Они оба вернулись обратно. Но Босх перед этим зашел в ванную и за неимением зубной щетки пальцем почистил зубы, а затем залез под одеяло. На электронных часах на ночном столике светились голубые цифры 2.26. Босх закрыл глаза.
Когда он открыл их в следующий раз, часы показывали 3.46 и откуда-то несся мерзкий чирикающий звук. Он сообразил, что находится не у себя, а в какой-то другой комнате. Потом вспомнил, что он дома у Элинор Уиш. Когда окончательно сориентировался, то увидел ее темную фигуру, склонившуюся возле кровати, она рылась в груде его одежды.
– Где он? – спросила она. – Не могу его найти.
Босх потянулся за брюками и стал шарить руками вдоль брючного ремня, пока не нашел пейджер и, долго не возясь с ним, попросту выключил. Он и прежде много раз проделывал это в темноте.
– Господи, – сказала она, – до чего пронзительно.

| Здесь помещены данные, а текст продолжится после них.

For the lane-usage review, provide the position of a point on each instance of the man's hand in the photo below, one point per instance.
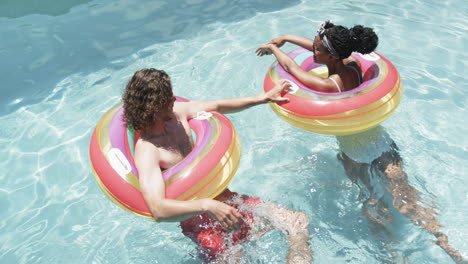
(227, 215)
(279, 41)
(275, 94)
(264, 50)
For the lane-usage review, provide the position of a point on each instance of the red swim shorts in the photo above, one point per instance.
(210, 235)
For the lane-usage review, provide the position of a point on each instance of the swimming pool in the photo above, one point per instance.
(64, 68)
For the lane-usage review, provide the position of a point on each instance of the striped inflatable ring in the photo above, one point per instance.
(344, 113)
(204, 173)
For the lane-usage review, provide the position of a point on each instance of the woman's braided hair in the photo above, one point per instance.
(345, 41)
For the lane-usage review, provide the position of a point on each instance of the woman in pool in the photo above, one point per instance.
(165, 139)
(332, 46)
(372, 158)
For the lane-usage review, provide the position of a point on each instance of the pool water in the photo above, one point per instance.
(63, 67)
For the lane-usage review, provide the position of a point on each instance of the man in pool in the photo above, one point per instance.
(165, 139)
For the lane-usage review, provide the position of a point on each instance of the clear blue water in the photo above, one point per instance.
(64, 63)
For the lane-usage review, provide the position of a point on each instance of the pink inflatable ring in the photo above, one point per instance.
(204, 173)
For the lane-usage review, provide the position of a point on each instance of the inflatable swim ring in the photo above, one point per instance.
(204, 173)
(344, 113)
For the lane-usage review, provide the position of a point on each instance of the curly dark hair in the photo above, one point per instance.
(148, 93)
(345, 41)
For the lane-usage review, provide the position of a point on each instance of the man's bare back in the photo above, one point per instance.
(173, 142)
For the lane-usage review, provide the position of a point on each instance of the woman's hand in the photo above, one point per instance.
(278, 41)
(227, 215)
(264, 50)
(275, 94)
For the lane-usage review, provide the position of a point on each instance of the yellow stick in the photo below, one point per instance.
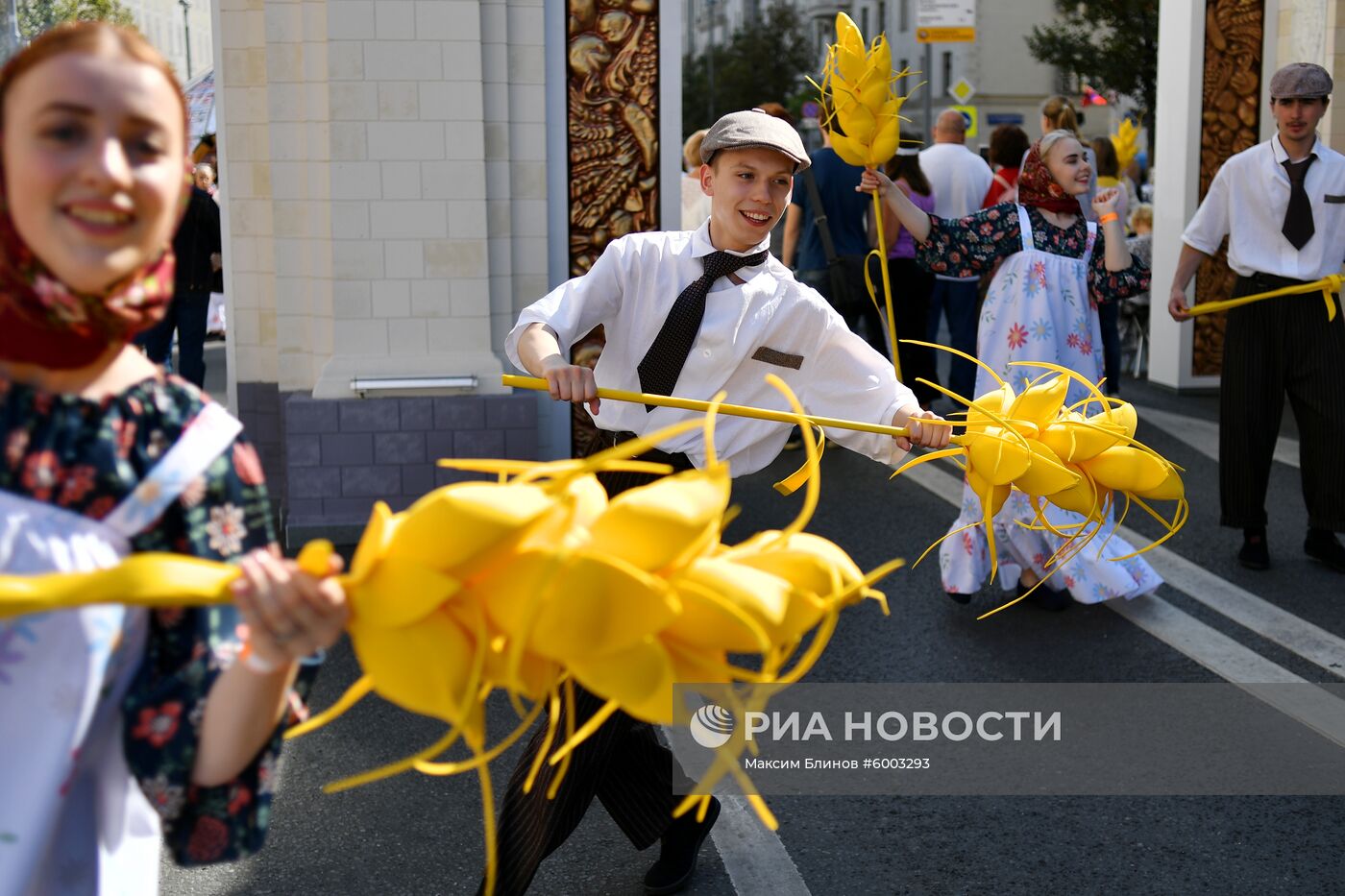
(732, 410)
(887, 284)
(1327, 285)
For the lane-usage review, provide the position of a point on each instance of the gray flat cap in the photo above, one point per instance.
(755, 128)
(1301, 80)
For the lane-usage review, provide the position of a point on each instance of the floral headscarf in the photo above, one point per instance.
(44, 322)
(1038, 187)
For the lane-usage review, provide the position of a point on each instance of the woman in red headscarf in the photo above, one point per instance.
(123, 727)
(1042, 305)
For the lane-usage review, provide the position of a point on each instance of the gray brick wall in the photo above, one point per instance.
(339, 456)
(259, 408)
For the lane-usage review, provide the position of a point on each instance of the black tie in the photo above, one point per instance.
(1298, 218)
(663, 361)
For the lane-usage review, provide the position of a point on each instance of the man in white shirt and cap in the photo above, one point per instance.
(689, 314)
(1282, 206)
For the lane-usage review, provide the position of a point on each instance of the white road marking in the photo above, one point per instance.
(1203, 435)
(1293, 633)
(1313, 707)
(753, 856)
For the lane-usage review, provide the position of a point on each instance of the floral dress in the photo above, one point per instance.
(110, 698)
(1041, 305)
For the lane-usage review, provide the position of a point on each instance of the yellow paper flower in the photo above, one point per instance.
(535, 583)
(857, 86)
(1126, 143)
(1056, 455)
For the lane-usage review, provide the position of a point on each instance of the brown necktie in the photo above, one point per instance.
(668, 352)
(1298, 218)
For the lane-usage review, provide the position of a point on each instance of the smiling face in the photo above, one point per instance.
(93, 157)
(1297, 117)
(749, 190)
(1066, 164)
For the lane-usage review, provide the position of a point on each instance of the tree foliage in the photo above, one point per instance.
(37, 16)
(1113, 44)
(759, 62)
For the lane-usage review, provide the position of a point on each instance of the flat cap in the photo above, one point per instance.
(750, 130)
(1301, 80)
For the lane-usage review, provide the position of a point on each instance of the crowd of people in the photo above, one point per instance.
(150, 727)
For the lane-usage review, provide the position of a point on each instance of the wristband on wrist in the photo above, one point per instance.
(249, 658)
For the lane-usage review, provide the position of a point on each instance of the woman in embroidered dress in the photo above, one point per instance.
(123, 729)
(1041, 305)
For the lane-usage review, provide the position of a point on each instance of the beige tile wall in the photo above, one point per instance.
(385, 170)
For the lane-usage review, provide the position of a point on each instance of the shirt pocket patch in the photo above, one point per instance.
(777, 358)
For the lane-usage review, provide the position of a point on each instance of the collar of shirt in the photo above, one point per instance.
(702, 247)
(1282, 155)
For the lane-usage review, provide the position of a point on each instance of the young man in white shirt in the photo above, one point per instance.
(690, 314)
(1282, 206)
(959, 180)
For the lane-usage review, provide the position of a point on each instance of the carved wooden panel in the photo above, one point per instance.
(1230, 123)
(612, 89)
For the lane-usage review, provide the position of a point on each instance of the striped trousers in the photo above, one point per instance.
(1271, 349)
(622, 763)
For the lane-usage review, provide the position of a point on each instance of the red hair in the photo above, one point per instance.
(89, 37)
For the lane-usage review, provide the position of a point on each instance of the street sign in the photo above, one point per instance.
(971, 117)
(945, 20)
(962, 90)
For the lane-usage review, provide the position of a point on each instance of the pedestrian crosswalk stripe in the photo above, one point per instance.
(1212, 648)
(1203, 435)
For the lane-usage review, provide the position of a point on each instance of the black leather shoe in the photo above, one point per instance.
(678, 853)
(1255, 554)
(1322, 546)
(1045, 597)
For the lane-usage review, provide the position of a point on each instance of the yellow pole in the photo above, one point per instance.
(887, 282)
(1327, 285)
(732, 410)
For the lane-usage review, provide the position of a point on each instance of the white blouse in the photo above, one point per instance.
(770, 323)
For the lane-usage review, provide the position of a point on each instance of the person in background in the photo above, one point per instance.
(959, 180)
(1058, 113)
(1109, 312)
(1056, 268)
(1140, 244)
(911, 284)
(205, 178)
(1281, 206)
(844, 214)
(197, 247)
(696, 205)
(1008, 145)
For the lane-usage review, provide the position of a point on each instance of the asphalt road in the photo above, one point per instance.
(416, 835)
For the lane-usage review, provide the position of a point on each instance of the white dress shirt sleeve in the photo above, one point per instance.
(851, 381)
(1210, 225)
(574, 308)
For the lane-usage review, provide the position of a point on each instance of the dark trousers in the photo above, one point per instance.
(1271, 349)
(187, 315)
(961, 302)
(1109, 315)
(911, 289)
(622, 763)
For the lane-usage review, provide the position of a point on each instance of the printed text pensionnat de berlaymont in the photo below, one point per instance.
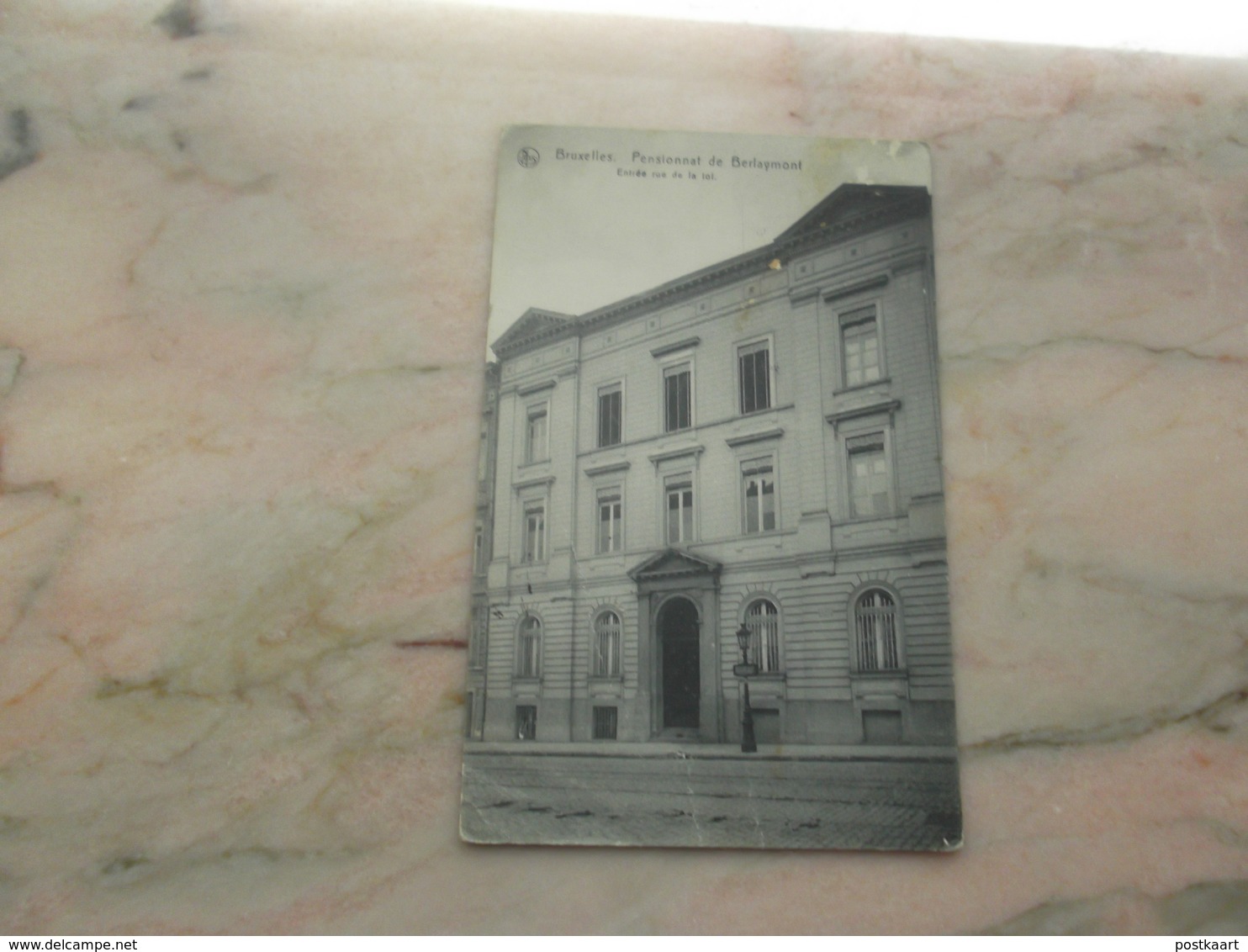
(638, 157)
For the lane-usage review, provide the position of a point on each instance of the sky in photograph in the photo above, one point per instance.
(575, 232)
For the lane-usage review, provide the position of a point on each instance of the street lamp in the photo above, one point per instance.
(745, 670)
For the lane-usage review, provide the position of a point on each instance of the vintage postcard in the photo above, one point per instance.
(711, 593)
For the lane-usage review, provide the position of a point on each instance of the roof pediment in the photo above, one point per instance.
(531, 323)
(673, 563)
(853, 204)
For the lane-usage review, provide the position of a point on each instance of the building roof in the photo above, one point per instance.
(850, 209)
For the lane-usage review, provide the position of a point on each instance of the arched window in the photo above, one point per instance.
(763, 619)
(606, 645)
(875, 623)
(528, 662)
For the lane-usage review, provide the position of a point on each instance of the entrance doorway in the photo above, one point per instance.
(682, 664)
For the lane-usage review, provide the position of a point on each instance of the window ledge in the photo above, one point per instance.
(856, 387)
(677, 452)
(884, 405)
(881, 674)
(757, 437)
(618, 466)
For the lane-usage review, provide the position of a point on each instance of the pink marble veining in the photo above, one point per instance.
(242, 302)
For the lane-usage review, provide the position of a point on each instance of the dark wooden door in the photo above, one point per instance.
(682, 664)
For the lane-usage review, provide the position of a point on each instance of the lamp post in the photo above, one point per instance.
(744, 671)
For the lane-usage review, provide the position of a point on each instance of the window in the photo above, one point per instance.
(680, 513)
(479, 549)
(529, 650)
(484, 454)
(534, 532)
(875, 623)
(677, 397)
(759, 485)
(763, 621)
(609, 528)
(870, 483)
(754, 367)
(526, 722)
(606, 645)
(605, 720)
(479, 637)
(537, 446)
(860, 347)
(611, 415)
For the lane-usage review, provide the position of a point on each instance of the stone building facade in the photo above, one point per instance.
(757, 443)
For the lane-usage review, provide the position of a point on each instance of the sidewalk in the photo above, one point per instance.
(668, 750)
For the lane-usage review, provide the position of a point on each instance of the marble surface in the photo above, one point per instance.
(244, 268)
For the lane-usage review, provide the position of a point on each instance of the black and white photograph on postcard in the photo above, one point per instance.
(711, 590)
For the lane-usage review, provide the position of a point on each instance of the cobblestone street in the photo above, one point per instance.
(711, 800)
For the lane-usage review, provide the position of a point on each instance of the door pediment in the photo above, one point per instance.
(673, 564)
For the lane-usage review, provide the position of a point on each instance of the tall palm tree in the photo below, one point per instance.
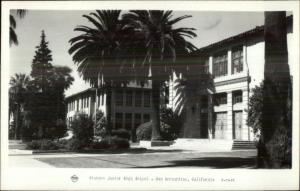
(159, 44)
(96, 50)
(17, 96)
(13, 39)
(276, 132)
(194, 83)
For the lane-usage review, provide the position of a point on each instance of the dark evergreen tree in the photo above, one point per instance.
(41, 65)
(46, 105)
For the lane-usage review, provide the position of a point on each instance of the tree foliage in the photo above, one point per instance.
(17, 97)
(44, 108)
(276, 136)
(13, 38)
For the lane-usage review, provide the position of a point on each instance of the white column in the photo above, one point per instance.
(245, 65)
(90, 105)
(229, 60)
(210, 64)
(228, 132)
(246, 131)
(210, 116)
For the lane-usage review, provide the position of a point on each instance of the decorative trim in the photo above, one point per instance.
(232, 81)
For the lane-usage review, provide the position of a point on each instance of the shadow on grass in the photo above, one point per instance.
(128, 151)
(211, 162)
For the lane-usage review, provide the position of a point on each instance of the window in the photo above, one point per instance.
(102, 100)
(99, 99)
(166, 94)
(220, 65)
(205, 66)
(220, 98)
(237, 60)
(119, 120)
(237, 97)
(128, 120)
(146, 118)
(119, 98)
(129, 98)
(146, 99)
(137, 119)
(138, 98)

Босх спустил ноги с кровати, собрал простыню вокруг пояса и сел. Он зевнул, а затем предупредил ее, что собирается зажечь свет. Она сказала «ладно, давай», и когда свет загорелся, то ударил в глаза, точно вспышка магния. Когда глаза привыкли, он увидел, что она стоит перед ним нагая, устремив взор на цифровой дисплей пейджера в его руках. Босх наконец тоже посмотрел на высветившийся номер, но не узнал его. Он провел рукой по лицу и взъерошил волосы. На ночном столике стоял телефон, и он переставил его себе на колени. Набрал номер, а потом порылся в своих вещах в поисках сигареты, которую, найдя, сунул в рот, но не зажег.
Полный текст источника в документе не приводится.